Thai hostage killed in Gaza in 2023 or 2024

Nattapong Pinta (ณัฐพงษ์ ปินตา) (1988-1989 – 2023-2024) was a Thai agricultural worker who was abducted by the Mujahideen Brigades during the October 7 attacks as part of the Nir Oz attack. He was later killed in captivity, and his body was recovered in June 2025 after 609 days in captivity.

== Pre-abduction life ==
Nattapong Pinta was born in Phrae province, Thailand. He married Narissara Chanthasang (นริศรา จันทะแสง), and the couple had a son, Weerapat. They lived in Nakhon Phanom. Pinta traveled to Israel in 2022, where he would earn a higher salary than he would have back in Thailand. His mother-in-law had mortgaged her rice fields so that Pinta would have enough money to travel to Israel. Pinta sought to pay off his debts and to save money towards opening a coffee shop in Thailand. In Israel, Pinta worked as an agricultural worker at Kibbutz Nir Oz.

== Abduction and killing ==
On October 7, 2023, Nir Oz was attacked by Gazan militants as part of the October 7th attacks. Pinta had told his wife that he was fleeing gunfire. In the weeks following October 7th, Pinta's sister called the Thai Embassy in Tel Aviv on a daily basis in an effort to find information regarding Pinta's fate.

Pinta was abducted alive by the Mujahideen Brigades, but there had been no signs of life from him during his captivity. Thus, he had been presumed dead by Israeli officials, but there had not been conclusive evidence for his death to be confirmed.

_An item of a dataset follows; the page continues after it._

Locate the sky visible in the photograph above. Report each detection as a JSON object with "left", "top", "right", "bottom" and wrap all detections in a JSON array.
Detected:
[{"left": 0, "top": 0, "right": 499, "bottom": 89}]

He is believed to have been killed in captivity, with the IDF estimating that he was killed around December 2023.

== Recovery ==
On June 7, 2025, Pinta's body was recovered from Rafah in an IDF operation. The operation occurred after new intelligence was received following an interrogation of a detained Gazan militant.

After Pinta's body was recovered, Thai Labour Minister Phipat Ratchakitprakarn said that Pinta's family would receive support, including financial compensation.

Pinta's body was repatriated to Thailand on June 11, 2025.